Am I thinking correctly about quantiation?

Description

I am a beginner, I lack any real experience with AI, so deep technical knowledge on the topic escapes me. I just want to clarify some details at a high level, because there are some questions that I find difficult to answer via the documentation.

My primary goal is to use a quantised model for CPU inference (the ONNX images); i need to squeeze as much as I can from the CPU, for semantic search.

This is my proposed setup:

  1. quantised model: Snowflake Arctic embed sm (30m; 384d; Q8) – the ONNX image provided by Weaviate
  2. bring your own vectors: the vectoriser is set to none because it’s a static database, and I will vectorise off-site
  3. scalar quantisation: I think that I need this right? if the model produces int8, then it should compare to an int8 index?

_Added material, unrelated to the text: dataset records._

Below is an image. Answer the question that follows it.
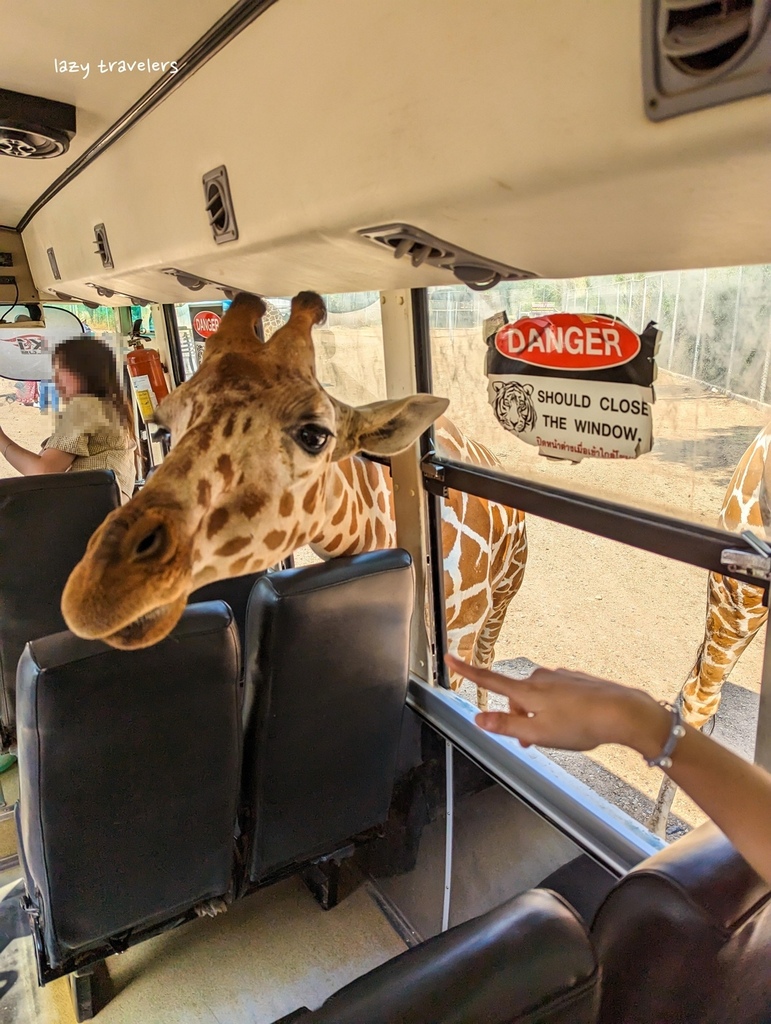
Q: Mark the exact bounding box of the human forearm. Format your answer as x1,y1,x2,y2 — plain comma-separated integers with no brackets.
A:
1,431,74,475
2,437,47,474
447,654,771,886
622,690,771,884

My setup reflects what I think is required; these questions will help clarify my confusion:

a. do I bring my own vectors as f32?
- weaviate-go accepts only f32, so I assume that it quantises the vectors as it indexes them
- would the unquantised model yield suitable vectors? (If I understand it correctly Weaviate quantises them before indexing – but are the int8 quantised vectors from the model suitable to match against Weaviate’s int8 index vectors?)
b. do I need to use SQ if the model that I use produces int8 vectors?
- if not, how does that work? how does it compare vectors (are they int8, float32, or what?) I assumed that Q8 model produces int8, and it needs to compare against int8 (SQ index)
b. if the vectoriser is “none”: do i vectorise my own queries (via HTTP request to the container)?
- I will set the vectoriser to none, because it’s a static database, and I intend to vectorise everything off-site

Generally speaking my approach (and understanding) to batch loading the database is:

  1. vectorise off-site using the unquantised snowflake, arctic embed model – produce f32
  2. send those to Weaviate via my gRPC server (as f32)
  3. Weaviate creates the collection and strores the uncompressed vectors, but indexes as int8 (SQ)

Now, a query comes in:

  1. I send it to the snowflake artctic embed model for vectorisation, it returns an int8 vector
  2. It’s then sent to weaviate, a near vector search commences
  3. Weaviate compares the int8 query to the SQ index (int8)
  4. some other magic happens (possibly re-scoring, or not: perhaps that’s only BQ pr PQ)
  5. Weaviate returns the result

Is my understanding way off? I just want a general feel for what’s occurring, I don’t want to waste a lot of CPU cycles doing something stupid. It doesn’t need to be perfect.

Server Setup Information

  • Weaviate Server Version: 1.28.4
  • Deployment Method: Docker compose
  • Multi Node? No, single, for the time being (perhaps a year or two down the line this will change)
  • Client Language and Version: Go 1.23
  • Multitenancy?: Yes, but set to a single value (only during testing do I set this to a randm UUID per test)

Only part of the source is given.